Lessons from a hard disk crash
Thursday, May 3, 2001 by Dave Winer.
Good morning sports fans, it's a bright new day, I'm feeling rather clean because yesterday I had a total hard disk crash. I lost every bit of information on my main computer. And of course my backups were inadequate, I lost some work, and learned once again that Murphy is my best friend and colleague. He's with me where ever I go.
I wrote yesterday on Scripting News: "As I put back together all my favorites and settings for the 18th time in the last three years, maybe now the value of HailStorm or something like it is sinking in. Suppose all that information was up in the cloud. So my hard disk crashes. Not a problem. Every time my computer boots it checks in with the cloud and gets all that junk."
Shortly after posting this I got an email from Brad Choate, who asks a question I heard a lot in the intial discussion of HailStorm. Here's an excerpt from his email.
I'm a big Microsoft consumer just like most people, but frankly Hailstorm scares me a little. OK, a lot. I remember when I first saw "The Net" -- the concept back then of someone erasing or hijacking the identity of someone else seemed ludicrous. But with a technology like Hailstorm, where user information is so centralized, it makes it much easier to be a reality.
I'm not suggesting that Microsoft themselves would be capable of abusing their own system, but they don't have the best track record when it comes to security issues. It's one thing for a standalone commerce site to be compromised, yielding thousands of credit card numbers. It's another thing altogether if someone breaks Hailstorm and grabs hundreds of thousands or millions of credit card numbers, addresses, and other personal information that Hailstorm will be collecting from every user.

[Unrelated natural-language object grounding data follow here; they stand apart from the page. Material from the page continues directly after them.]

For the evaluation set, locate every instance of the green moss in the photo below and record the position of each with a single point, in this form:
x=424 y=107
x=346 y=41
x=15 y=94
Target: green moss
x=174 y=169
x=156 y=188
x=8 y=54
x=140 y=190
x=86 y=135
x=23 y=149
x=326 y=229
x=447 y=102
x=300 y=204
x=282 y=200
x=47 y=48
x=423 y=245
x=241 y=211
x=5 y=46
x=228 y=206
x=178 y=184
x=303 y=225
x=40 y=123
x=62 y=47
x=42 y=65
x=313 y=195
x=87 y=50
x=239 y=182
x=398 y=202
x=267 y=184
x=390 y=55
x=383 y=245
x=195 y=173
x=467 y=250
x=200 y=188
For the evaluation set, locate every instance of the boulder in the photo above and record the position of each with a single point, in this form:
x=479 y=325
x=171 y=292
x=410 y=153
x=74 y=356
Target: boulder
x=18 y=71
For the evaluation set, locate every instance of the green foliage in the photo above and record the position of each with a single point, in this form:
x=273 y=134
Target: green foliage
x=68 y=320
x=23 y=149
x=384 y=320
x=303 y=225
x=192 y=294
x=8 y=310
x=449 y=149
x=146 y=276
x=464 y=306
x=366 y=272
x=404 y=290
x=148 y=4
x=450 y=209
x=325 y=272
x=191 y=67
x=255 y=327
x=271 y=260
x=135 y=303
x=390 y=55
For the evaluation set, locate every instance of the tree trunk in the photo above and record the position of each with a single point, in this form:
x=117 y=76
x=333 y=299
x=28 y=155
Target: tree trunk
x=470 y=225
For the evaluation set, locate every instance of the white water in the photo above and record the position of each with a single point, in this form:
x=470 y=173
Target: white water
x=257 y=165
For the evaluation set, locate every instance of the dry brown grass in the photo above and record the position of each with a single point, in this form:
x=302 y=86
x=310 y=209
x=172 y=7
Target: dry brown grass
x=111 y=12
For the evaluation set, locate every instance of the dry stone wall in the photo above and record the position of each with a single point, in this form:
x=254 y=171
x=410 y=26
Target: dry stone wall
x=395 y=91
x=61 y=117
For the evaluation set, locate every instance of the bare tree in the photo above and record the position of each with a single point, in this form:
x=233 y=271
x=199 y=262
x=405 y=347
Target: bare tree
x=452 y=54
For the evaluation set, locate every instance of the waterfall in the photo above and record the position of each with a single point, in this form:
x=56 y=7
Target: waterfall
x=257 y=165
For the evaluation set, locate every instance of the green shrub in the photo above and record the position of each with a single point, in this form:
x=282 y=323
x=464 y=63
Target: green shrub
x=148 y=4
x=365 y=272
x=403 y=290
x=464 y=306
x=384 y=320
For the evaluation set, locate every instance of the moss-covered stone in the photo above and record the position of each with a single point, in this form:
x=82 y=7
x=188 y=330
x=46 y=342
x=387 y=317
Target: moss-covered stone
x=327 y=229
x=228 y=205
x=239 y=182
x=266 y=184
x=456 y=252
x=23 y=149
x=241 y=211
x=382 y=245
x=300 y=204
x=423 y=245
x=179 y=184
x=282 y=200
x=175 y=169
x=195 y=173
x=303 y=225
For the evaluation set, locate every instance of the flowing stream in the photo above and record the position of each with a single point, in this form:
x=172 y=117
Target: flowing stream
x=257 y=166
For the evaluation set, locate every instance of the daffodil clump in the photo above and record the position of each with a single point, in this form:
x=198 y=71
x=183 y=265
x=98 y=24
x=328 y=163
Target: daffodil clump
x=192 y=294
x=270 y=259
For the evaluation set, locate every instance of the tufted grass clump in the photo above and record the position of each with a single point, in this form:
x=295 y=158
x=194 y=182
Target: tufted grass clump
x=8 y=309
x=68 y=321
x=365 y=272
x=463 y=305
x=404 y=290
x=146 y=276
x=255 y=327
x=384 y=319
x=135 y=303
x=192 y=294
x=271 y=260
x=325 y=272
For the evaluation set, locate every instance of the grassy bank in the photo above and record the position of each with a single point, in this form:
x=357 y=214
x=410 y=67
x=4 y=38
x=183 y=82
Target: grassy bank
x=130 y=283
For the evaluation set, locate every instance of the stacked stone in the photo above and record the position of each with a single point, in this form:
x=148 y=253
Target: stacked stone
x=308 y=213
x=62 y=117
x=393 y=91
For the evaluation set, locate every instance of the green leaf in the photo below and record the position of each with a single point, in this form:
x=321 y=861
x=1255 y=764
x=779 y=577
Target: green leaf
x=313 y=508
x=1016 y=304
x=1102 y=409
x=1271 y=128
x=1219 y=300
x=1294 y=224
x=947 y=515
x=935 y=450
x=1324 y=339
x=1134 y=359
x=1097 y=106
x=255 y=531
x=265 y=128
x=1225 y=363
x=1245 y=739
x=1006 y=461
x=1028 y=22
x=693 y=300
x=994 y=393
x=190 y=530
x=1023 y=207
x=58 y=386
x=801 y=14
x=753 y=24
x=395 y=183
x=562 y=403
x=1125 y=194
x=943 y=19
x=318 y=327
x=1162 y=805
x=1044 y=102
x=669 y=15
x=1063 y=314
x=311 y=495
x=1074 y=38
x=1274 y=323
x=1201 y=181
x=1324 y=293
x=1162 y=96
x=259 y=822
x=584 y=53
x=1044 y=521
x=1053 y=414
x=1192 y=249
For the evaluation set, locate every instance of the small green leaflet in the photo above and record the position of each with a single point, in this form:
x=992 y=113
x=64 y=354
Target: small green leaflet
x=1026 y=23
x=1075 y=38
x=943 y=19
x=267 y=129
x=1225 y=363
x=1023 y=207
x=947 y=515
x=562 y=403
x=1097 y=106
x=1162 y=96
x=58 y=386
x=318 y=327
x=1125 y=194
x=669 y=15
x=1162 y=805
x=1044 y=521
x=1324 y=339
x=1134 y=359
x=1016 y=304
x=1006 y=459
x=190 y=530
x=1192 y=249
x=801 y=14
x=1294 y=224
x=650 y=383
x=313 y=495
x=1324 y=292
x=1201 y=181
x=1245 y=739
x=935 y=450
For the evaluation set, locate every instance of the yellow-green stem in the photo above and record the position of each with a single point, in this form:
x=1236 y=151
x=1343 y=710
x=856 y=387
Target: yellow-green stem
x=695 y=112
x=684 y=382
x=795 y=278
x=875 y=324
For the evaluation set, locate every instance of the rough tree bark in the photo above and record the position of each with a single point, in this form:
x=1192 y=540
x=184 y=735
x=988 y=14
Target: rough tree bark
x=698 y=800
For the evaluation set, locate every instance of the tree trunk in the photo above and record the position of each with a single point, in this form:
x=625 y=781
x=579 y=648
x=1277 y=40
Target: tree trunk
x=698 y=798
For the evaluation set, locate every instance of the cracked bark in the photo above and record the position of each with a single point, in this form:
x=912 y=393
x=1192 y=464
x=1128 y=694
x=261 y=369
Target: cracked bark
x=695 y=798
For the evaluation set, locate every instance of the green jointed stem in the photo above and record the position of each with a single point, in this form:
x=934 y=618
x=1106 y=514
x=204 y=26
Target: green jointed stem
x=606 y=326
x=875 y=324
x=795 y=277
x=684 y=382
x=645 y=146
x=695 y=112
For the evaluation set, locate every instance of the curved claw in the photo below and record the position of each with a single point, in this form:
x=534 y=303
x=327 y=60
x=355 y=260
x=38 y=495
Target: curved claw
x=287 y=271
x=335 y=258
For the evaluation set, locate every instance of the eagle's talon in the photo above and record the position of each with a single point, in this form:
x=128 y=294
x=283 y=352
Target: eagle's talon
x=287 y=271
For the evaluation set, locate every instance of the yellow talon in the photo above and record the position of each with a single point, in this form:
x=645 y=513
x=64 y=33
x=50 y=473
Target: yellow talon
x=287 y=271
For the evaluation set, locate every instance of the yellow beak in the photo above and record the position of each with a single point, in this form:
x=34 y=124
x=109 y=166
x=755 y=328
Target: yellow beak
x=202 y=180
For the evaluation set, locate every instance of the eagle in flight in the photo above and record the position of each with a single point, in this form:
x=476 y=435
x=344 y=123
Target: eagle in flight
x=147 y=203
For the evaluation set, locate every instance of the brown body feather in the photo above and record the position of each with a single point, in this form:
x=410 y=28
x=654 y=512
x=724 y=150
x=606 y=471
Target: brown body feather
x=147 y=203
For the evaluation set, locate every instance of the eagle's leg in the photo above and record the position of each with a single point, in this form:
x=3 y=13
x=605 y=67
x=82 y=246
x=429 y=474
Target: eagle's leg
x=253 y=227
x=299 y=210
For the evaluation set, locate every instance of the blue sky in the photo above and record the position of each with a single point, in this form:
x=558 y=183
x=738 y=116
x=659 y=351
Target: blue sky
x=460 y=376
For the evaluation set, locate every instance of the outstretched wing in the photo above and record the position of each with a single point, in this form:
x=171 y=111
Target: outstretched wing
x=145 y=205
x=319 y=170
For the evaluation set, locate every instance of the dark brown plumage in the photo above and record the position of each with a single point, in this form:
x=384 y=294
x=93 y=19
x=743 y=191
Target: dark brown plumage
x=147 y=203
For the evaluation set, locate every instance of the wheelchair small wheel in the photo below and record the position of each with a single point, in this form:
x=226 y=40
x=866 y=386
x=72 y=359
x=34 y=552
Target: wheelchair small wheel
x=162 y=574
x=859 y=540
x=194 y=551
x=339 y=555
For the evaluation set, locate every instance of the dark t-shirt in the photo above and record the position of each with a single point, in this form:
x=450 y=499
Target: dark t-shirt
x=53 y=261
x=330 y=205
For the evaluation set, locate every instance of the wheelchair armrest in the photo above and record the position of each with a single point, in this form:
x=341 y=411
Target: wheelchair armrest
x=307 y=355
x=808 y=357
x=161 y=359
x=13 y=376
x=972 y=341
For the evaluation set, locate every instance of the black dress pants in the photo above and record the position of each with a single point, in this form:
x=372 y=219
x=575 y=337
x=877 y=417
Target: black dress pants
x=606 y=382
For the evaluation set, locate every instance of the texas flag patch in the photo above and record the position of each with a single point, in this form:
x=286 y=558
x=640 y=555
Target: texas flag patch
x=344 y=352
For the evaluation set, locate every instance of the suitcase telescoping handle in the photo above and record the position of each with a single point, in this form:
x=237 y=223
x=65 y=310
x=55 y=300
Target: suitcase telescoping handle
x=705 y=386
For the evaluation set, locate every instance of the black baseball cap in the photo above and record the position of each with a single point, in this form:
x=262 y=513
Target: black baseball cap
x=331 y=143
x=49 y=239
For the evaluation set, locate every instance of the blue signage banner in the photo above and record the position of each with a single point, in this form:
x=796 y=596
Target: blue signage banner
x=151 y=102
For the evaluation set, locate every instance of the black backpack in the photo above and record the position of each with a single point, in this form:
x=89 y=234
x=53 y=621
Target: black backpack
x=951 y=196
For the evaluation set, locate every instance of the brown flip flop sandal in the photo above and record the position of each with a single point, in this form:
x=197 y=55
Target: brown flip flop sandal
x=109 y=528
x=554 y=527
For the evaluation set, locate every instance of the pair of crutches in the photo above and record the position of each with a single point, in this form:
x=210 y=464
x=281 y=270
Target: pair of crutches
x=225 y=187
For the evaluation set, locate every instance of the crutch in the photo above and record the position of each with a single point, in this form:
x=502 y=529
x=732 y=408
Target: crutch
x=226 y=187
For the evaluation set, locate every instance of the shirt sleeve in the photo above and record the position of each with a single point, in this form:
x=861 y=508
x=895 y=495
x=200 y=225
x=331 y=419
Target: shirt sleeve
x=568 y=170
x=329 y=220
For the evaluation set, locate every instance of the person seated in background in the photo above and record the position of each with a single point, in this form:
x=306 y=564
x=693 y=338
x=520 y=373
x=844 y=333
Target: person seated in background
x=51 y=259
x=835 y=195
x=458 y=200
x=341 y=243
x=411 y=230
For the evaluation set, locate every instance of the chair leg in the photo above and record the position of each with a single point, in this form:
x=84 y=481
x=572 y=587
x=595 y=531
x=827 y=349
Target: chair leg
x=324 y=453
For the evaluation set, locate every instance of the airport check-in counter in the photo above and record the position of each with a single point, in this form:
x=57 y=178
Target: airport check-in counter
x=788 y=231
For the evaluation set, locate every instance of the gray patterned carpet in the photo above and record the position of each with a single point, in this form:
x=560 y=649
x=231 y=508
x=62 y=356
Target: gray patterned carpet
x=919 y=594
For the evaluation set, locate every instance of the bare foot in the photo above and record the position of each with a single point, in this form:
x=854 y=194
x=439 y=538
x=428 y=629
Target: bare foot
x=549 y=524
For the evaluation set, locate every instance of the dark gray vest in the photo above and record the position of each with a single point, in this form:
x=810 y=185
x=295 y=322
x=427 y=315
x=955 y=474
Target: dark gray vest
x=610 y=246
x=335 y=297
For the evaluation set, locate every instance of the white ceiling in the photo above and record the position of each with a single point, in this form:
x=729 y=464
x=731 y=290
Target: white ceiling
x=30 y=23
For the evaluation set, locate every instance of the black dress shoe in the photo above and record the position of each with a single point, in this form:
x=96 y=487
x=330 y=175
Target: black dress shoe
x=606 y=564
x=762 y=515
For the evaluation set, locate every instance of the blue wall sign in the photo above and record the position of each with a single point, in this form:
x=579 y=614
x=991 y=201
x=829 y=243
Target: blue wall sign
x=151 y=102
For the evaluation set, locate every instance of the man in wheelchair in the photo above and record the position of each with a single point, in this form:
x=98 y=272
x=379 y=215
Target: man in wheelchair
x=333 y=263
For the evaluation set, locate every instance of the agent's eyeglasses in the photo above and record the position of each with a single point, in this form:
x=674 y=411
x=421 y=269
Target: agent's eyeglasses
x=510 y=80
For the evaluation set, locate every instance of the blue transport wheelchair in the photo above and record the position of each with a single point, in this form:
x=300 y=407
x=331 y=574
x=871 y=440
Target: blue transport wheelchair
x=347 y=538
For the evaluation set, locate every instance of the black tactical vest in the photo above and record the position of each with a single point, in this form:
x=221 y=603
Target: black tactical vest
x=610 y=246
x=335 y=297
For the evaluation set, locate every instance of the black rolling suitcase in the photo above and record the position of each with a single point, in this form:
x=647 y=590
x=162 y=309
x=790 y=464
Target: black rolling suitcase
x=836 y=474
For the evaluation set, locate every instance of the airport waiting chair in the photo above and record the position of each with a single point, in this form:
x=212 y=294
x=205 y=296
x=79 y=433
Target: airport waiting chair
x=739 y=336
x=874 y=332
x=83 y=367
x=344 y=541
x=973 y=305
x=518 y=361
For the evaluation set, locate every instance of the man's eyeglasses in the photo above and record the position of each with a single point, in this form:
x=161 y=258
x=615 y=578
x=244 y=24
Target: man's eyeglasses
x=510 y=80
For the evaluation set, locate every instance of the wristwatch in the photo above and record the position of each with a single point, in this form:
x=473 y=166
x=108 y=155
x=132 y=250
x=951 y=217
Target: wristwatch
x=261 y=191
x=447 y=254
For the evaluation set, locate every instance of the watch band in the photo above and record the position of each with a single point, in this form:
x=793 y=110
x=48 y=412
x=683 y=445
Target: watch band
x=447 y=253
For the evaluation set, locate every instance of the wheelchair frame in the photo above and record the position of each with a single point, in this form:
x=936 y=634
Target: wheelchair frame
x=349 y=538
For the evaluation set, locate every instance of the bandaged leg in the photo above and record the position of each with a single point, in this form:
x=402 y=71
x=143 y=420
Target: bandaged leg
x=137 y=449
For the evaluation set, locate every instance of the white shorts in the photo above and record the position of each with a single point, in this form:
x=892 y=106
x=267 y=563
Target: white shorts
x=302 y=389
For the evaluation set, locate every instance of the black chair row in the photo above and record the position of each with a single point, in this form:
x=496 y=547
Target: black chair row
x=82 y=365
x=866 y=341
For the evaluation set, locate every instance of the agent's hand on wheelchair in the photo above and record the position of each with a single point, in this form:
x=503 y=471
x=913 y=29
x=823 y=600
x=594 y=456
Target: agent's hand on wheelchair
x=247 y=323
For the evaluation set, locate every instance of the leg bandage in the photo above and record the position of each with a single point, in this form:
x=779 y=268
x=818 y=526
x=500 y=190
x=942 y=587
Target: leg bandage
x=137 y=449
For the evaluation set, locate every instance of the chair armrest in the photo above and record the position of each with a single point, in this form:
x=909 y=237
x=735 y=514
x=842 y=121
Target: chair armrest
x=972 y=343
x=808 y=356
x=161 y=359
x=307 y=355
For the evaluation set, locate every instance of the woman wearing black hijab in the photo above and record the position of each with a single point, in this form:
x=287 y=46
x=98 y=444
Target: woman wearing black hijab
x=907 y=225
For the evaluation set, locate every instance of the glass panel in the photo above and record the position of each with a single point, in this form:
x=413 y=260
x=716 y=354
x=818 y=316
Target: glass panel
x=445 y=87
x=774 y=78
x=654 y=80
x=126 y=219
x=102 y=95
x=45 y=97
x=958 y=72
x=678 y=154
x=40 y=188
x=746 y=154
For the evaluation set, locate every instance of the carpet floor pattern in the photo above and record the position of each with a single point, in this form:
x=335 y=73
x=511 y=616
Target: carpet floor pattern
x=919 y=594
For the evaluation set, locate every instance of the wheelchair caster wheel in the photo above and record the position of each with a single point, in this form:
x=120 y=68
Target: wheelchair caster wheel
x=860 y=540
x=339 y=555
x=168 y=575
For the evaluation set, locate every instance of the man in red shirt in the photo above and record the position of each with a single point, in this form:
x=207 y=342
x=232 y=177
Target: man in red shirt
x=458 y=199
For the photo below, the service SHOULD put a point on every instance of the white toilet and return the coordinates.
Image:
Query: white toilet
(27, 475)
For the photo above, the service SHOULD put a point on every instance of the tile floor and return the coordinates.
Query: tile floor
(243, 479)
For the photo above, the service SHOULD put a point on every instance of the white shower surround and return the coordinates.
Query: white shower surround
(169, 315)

Frightening.
I forwarded Brad's email to Charles Fitzgerald, a Microsoft marketing director.
I said: "You must be hearing a lot of this.. What do you say to them?"
Here's what Charles said.
1. Our business success is predicated on giving you control over your data. Your stuff is your stuff - we're simply providing a system by which you manage, protect and securely share your data. If we fail to do this, we fail as a business. We don't like to do that. Aligning business model with customer proposition is a very powerful incentive to do the right thing.
2. Microsoft won't sell, mine, target or publish your data. Nor is there any advertising around HailStorm so we avoid any conflicts associated with ads. Contrast that to most Web sites or AOL which is all about monetizing your eyeballs and force feeding you a diet of pop-up banner ads, People magazine and the Cartoon Network.
3. The security system is a key part of protecting privacy of data. We think we have a very good and compartmentalized one that mortals can actually use (the weakest link in any security system is humans). And while theoretical browser holes and such make the headlines, the reality is we know how to run secure systems. We have some minor nits in the past (and hopefully we have learned from them), but the reality is we are probably the most attacked set of sites on the Internet. We get attacked tens of thousands of times a month - no better proof.
4. People have a hard time understanding just how terrible the privacy situation is today.